Six months ago, Trevor Moore was in a coma and couldn’t walk – now, he’s almost 100km into his hīkoi/walk to give something back to his rescuers.
Trevor, who broke every bone in his face when he was knocked out by a tree branch in May, started a 250km walk from Dannevirke to Wellington Hospital’s ICU on Saturday to raise funds for the Grassroots Trust Rescue Helicopter, which helped to get him back on his feet.
He was helping his friend fell some trees in Pahīatua when he was struck by a tree limb, leaving him unconscious with critical head injuries.
As he lay in his bed after waking from a coma, he was told his recovery hinged on his ability to learn to walk again.
“My brain wasn’t talking to my legs, so I couldn’t walk. It was just scary trying to take that first step.”
But this sparked his resolve to walk from his home town to the hospital that saved his life to raise $15,000 for the helicopter crew that gave him a second chance.
“I’ve got a second chance and not a lot of people get that. I want to do something big, and I’ve never done anything like this before.
“But I’ve got a stubborn personality, and my bloodwork is B positive, so I’m going to do this walk.”
Christened Trev’s Walk for Recovery, Trevor is covering 50km a day down the coast with his son, niece, a support vehicle and a campervan, making every effort he can to save every cent for the trust, and not get in the way of drivers.
“I want to do this and show them, ‘Hey, this is the one you have saved’,” he says.
In the first two days, Trevor says he was clipped by a campervan that crossed the centreline, hurting his arm.

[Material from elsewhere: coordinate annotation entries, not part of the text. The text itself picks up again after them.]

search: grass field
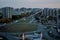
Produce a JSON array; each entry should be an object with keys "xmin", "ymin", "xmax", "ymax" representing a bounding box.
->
[{"xmin": 6, "ymin": 19, "xmax": 37, "ymax": 33}]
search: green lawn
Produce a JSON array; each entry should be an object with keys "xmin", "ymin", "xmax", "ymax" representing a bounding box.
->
[{"xmin": 6, "ymin": 18, "xmax": 37, "ymax": 33}]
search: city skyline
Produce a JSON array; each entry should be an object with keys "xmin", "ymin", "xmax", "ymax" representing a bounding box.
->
[{"xmin": 0, "ymin": 0, "xmax": 60, "ymax": 8}]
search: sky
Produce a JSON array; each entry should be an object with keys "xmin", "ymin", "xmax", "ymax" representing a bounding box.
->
[{"xmin": 0, "ymin": 0, "xmax": 60, "ymax": 8}]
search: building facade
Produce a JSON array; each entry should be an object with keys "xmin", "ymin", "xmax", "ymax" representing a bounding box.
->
[{"xmin": 2, "ymin": 7, "xmax": 13, "ymax": 18}]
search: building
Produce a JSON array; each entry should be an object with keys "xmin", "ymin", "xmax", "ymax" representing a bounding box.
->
[{"xmin": 2, "ymin": 7, "xmax": 13, "ymax": 18}]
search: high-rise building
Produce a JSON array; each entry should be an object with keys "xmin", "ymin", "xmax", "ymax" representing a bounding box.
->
[{"xmin": 2, "ymin": 7, "xmax": 13, "ymax": 18}]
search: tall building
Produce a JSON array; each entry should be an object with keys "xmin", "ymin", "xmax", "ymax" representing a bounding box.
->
[{"xmin": 2, "ymin": 7, "xmax": 13, "ymax": 18}]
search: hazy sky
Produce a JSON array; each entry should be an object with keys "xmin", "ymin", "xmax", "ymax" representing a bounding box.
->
[{"xmin": 0, "ymin": 0, "xmax": 60, "ymax": 8}]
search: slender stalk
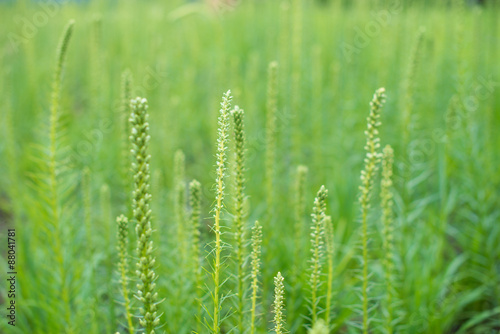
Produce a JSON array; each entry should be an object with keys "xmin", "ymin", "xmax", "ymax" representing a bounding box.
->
[
  {"xmin": 273, "ymin": 272, "xmax": 286, "ymax": 334},
  {"xmin": 359, "ymin": 88, "xmax": 385, "ymax": 334},
  {"xmin": 325, "ymin": 216, "xmax": 334, "ymax": 327},
  {"xmin": 49, "ymin": 20, "xmax": 74, "ymax": 326},
  {"xmin": 380, "ymin": 145, "xmax": 394, "ymax": 334},
  {"xmin": 189, "ymin": 180, "xmax": 203, "ymax": 333},
  {"xmin": 309, "ymin": 186, "xmax": 328, "ymax": 326},
  {"xmin": 119, "ymin": 69, "xmax": 133, "ymax": 193},
  {"xmin": 232, "ymin": 106, "xmax": 245, "ymax": 333},
  {"xmin": 266, "ymin": 61, "xmax": 278, "ymax": 210},
  {"xmin": 250, "ymin": 221, "xmax": 262, "ymax": 334},
  {"xmin": 294, "ymin": 165, "xmax": 308, "ymax": 258},
  {"xmin": 211, "ymin": 91, "xmax": 232, "ymax": 334},
  {"xmin": 174, "ymin": 150, "xmax": 188, "ymax": 264},
  {"xmin": 130, "ymin": 97, "xmax": 160, "ymax": 334},
  {"xmin": 116, "ymin": 215, "xmax": 135, "ymax": 333}
]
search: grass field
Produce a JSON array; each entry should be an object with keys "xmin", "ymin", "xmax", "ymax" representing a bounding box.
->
[{"xmin": 0, "ymin": 0, "xmax": 500, "ymax": 334}]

Rather than that putting a damper on the occasion, it provided a few jokes questioning whether or not the man can be killed.
As he walked through Ashhurst on Sunday, the Grassroots Trust Rescue Helicopter base manager and crewman Graeme Spiers pulled up beside him to cheer him on.

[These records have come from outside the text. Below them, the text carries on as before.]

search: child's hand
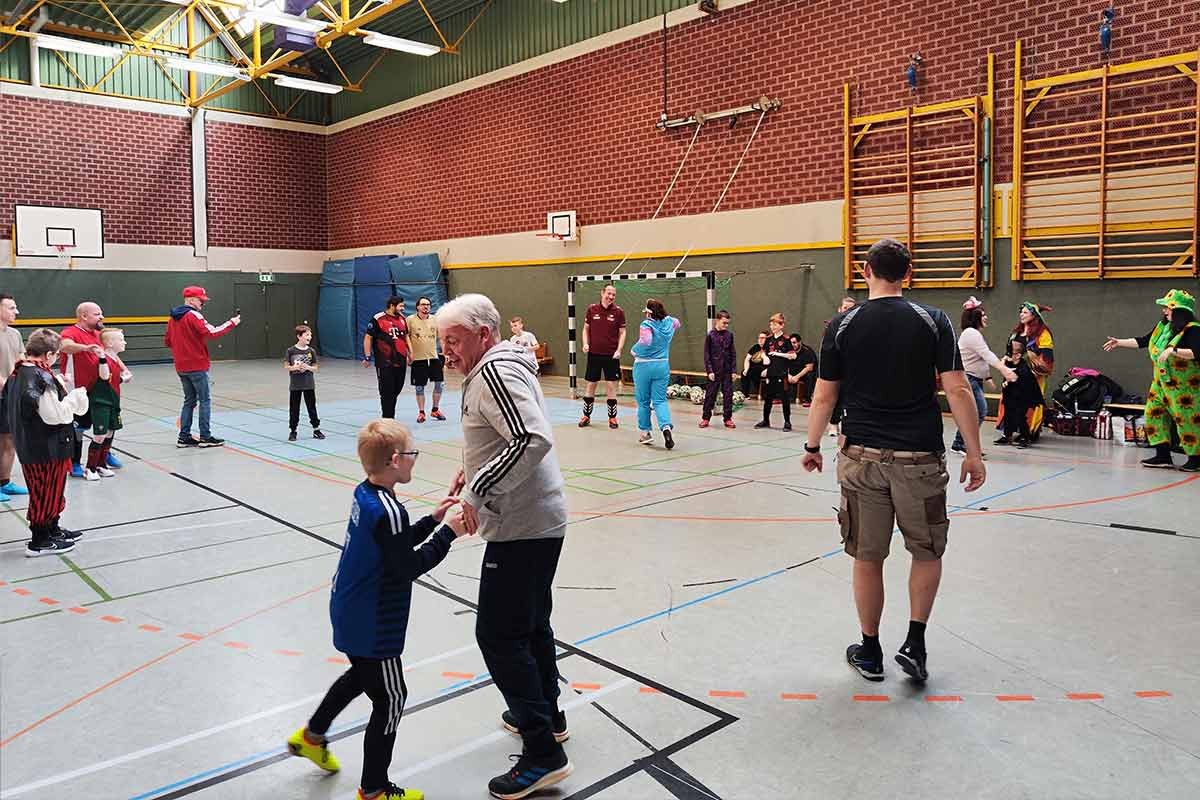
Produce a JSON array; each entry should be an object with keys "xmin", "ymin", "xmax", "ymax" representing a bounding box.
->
[
  {"xmin": 430, "ymin": 498, "xmax": 462, "ymax": 524},
  {"xmin": 446, "ymin": 511, "xmax": 470, "ymax": 539}
]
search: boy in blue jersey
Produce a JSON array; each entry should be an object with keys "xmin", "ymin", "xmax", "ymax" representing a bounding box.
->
[{"xmin": 288, "ymin": 420, "xmax": 467, "ymax": 800}]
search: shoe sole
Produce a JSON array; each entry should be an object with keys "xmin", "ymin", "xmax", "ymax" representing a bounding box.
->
[
  {"xmin": 488, "ymin": 762, "xmax": 575, "ymax": 800},
  {"xmin": 896, "ymin": 652, "xmax": 929, "ymax": 684},
  {"xmin": 500, "ymin": 721, "xmax": 571, "ymax": 744}
]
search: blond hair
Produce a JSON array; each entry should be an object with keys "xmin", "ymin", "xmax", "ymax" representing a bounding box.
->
[{"xmin": 359, "ymin": 420, "xmax": 413, "ymax": 474}]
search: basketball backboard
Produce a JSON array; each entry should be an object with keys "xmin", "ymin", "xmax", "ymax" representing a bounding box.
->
[{"xmin": 13, "ymin": 205, "xmax": 104, "ymax": 258}]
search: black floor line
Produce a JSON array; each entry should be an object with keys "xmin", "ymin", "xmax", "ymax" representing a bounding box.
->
[{"xmin": 136, "ymin": 460, "xmax": 734, "ymax": 800}]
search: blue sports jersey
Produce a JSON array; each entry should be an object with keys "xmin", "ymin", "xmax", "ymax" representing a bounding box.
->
[{"xmin": 329, "ymin": 481, "xmax": 455, "ymax": 658}]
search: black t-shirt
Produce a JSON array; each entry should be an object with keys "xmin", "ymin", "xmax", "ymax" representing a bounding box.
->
[
  {"xmin": 283, "ymin": 345, "xmax": 317, "ymax": 392},
  {"xmin": 820, "ymin": 297, "xmax": 962, "ymax": 452},
  {"xmin": 762, "ymin": 336, "xmax": 792, "ymax": 378}
]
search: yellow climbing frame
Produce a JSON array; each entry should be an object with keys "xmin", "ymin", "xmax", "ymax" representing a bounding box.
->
[{"xmin": 1010, "ymin": 41, "xmax": 1200, "ymax": 281}]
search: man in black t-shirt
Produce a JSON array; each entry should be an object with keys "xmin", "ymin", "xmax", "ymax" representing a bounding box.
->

At the time of the incident, Spiers said Moore had sustained severe head trauma, splitting his skull and breaking every bone in his face, including both eye sockets.

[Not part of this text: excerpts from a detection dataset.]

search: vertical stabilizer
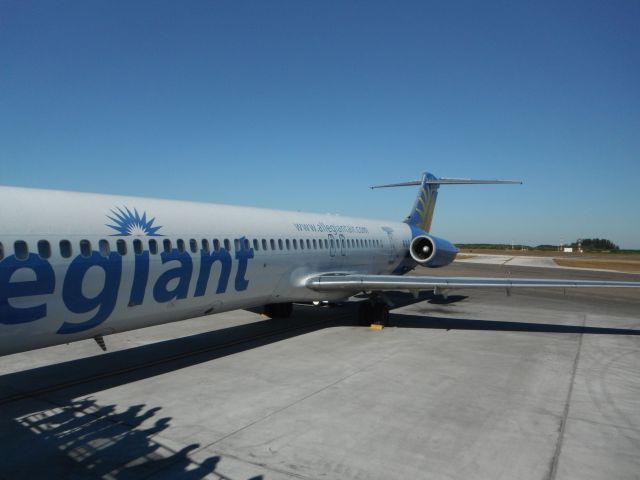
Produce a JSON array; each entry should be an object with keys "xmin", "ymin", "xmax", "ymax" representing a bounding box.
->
[{"xmin": 406, "ymin": 172, "xmax": 440, "ymax": 232}]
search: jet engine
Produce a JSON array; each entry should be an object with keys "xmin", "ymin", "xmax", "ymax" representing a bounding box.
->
[{"xmin": 409, "ymin": 235, "xmax": 458, "ymax": 267}]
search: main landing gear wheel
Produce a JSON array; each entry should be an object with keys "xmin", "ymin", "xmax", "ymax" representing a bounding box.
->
[
  {"xmin": 263, "ymin": 302, "xmax": 293, "ymax": 318},
  {"xmin": 358, "ymin": 300, "xmax": 389, "ymax": 326}
]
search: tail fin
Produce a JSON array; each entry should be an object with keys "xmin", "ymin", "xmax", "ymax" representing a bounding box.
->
[{"xmin": 371, "ymin": 172, "xmax": 522, "ymax": 232}]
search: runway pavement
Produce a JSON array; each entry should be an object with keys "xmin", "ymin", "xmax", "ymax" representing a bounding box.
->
[{"xmin": 0, "ymin": 263, "xmax": 640, "ymax": 480}]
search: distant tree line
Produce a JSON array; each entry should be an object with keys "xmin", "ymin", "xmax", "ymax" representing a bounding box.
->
[
  {"xmin": 457, "ymin": 238, "xmax": 634, "ymax": 253},
  {"xmin": 571, "ymin": 238, "xmax": 620, "ymax": 251}
]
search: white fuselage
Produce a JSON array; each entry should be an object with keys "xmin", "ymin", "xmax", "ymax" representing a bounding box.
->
[{"xmin": 0, "ymin": 187, "xmax": 412, "ymax": 355}]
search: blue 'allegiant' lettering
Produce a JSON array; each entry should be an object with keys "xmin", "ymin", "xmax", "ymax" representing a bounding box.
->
[
  {"xmin": 0, "ymin": 253, "xmax": 56, "ymax": 325},
  {"xmin": 153, "ymin": 248, "xmax": 193, "ymax": 303},
  {"xmin": 0, "ymin": 237, "xmax": 254, "ymax": 334},
  {"xmin": 58, "ymin": 252, "xmax": 122, "ymax": 334},
  {"xmin": 193, "ymin": 248, "xmax": 231, "ymax": 297}
]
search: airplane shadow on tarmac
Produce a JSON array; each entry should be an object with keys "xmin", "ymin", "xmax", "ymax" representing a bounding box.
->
[
  {"xmin": 0, "ymin": 293, "xmax": 640, "ymax": 480},
  {"xmin": 0, "ymin": 397, "xmax": 235, "ymax": 480}
]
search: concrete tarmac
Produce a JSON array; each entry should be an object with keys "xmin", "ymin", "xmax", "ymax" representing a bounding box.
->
[{"xmin": 0, "ymin": 263, "xmax": 640, "ymax": 480}]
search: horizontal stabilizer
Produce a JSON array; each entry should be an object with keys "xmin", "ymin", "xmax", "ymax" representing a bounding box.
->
[{"xmin": 371, "ymin": 177, "xmax": 522, "ymax": 189}]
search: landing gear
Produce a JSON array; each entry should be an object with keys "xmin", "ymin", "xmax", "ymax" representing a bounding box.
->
[
  {"xmin": 263, "ymin": 302, "xmax": 293, "ymax": 318},
  {"xmin": 358, "ymin": 300, "xmax": 389, "ymax": 326}
]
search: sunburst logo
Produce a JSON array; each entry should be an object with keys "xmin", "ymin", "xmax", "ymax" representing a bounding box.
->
[{"xmin": 105, "ymin": 207, "xmax": 162, "ymax": 237}]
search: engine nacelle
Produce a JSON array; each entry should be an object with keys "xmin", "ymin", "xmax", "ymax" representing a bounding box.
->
[{"xmin": 409, "ymin": 235, "xmax": 458, "ymax": 267}]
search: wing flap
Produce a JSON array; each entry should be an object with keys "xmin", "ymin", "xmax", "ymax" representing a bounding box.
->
[{"xmin": 306, "ymin": 275, "xmax": 640, "ymax": 292}]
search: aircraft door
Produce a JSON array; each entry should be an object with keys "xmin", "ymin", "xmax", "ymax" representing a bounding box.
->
[
  {"xmin": 328, "ymin": 234, "xmax": 336, "ymax": 257},
  {"xmin": 387, "ymin": 231, "xmax": 398, "ymax": 263}
]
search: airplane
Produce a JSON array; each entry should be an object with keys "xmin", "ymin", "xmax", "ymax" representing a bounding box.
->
[{"xmin": 0, "ymin": 173, "xmax": 640, "ymax": 355}]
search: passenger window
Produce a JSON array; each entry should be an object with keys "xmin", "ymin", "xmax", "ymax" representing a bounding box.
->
[
  {"xmin": 133, "ymin": 238, "xmax": 142, "ymax": 255},
  {"xmin": 98, "ymin": 239, "xmax": 111, "ymax": 257},
  {"xmin": 80, "ymin": 240, "xmax": 91, "ymax": 257},
  {"xmin": 13, "ymin": 240, "xmax": 29, "ymax": 260},
  {"xmin": 116, "ymin": 239, "xmax": 127, "ymax": 256},
  {"xmin": 38, "ymin": 240, "xmax": 51, "ymax": 258}
]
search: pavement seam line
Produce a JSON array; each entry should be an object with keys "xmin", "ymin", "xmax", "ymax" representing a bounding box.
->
[
  {"xmin": 547, "ymin": 313, "xmax": 587, "ymax": 480},
  {"xmin": 199, "ymin": 368, "xmax": 364, "ymax": 450}
]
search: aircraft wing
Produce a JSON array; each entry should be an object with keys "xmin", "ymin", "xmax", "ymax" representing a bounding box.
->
[{"xmin": 306, "ymin": 274, "xmax": 640, "ymax": 292}]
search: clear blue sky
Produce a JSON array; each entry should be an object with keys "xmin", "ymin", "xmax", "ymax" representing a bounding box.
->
[{"xmin": 0, "ymin": 0, "xmax": 640, "ymax": 248}]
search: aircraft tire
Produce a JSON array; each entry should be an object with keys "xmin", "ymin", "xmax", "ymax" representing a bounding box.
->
[{"xmin": 358, "ymin": 300, "xmax": 374, "ymax": 325}]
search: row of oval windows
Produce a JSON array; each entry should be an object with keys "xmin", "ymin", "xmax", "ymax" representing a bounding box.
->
[{"xmin": 0, "ymin": 238, "xmax": 382, "ymax": 260}]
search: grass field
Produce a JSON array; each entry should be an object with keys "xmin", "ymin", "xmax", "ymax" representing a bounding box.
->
[{"xmin": 553, "ymin": 258, "xmax": 640, "ymax": 272}]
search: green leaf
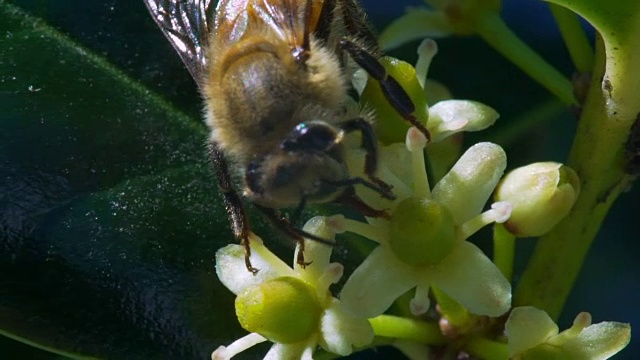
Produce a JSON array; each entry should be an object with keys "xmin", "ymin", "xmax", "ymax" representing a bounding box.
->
[{"xmin": 0, "ymin": 0, "xmax": 274, "ymax": 359}]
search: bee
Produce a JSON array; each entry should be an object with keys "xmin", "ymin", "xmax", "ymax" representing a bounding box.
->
[{"xmin": 145, "ymin": 0, "xmax": 428, "ymax": 273}]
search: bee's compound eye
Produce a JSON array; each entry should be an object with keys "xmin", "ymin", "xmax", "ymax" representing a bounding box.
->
[{"xmin": 280, "ymin": 121, "xmax": 342, "ymax": 152}]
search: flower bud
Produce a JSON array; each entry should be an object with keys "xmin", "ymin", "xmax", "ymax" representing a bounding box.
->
[
  {"xmin": 236, "ymin": 277, "xmax": 322, "ymax": 344},
  {"xmin": 495, "ymin": 162, "xmax": 580, "ymax": 237},
  {"xmin": 389, "ymin": 197, "xmax": 456, "ymax": 266}
]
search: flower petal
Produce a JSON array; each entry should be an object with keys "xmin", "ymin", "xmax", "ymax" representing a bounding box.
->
[
  {"xmin": 216, "ymin": 237, "xmax": 295, "ymax": 295},
  {"xmin": 340, "ymin": 246, "xmax": 416, "ymax": 318},
  {"xmin": 264, "ymin": 341, "xmax": 315, "ymax": 360},
  {"xmin": 320, "ymin": 298, "xmax": 374, "ymax": 356},
  {"xmin": 562, "ymin": 321, "xmax": 631, "ymax": 360},
  {"xmin": 432, "ymin": 142, "xmax": 507, "ymax": 225},
  {"xmin": 409, "ymin": 282, "xmax": 431, "ymax": 316},
  {"xmin": 378, "ymin": 8, "xmax": 452, "ymax": 50},
  {"xmin": 431, "ymin": 241, "xmax": 511, "ymax": 317},
  {"xmin": 429, "ymin": 100, "xmax": 500, "ymax": 141},
  {"xmin": 505, "ymin": 306, "xmax": 558, "ymax": 358},
  {"xmin": 211, "ymin": 333, "xmax": 267, "ymax": 360}
]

The crew had significant concerns about his ability to breathe, so they sedated him, inserted a tube down his airway and connected him to a mechanical ventilator.
Although it could be complex, the crew knew it was necessary to ensure Moore's survival and get him to the hospital as quickly as possible, Spiers said.
After multiple surgeries, Moore was moved to ABI Rehabilitation for a month, where he began to learn how to walk again.
Moore had walked through the Manawatū Gorge and Ashhurst, and was heading towards Te Marae o Hine/The Square in Palmerston North, and up to Tokonui on Sunday.
His goal is to reach Wellington’s ICU by 3pm Thursday, where he hopes to thank the people who saved him.
So far, he has raised almost $7000, and urged anyone who could to donate to his cause.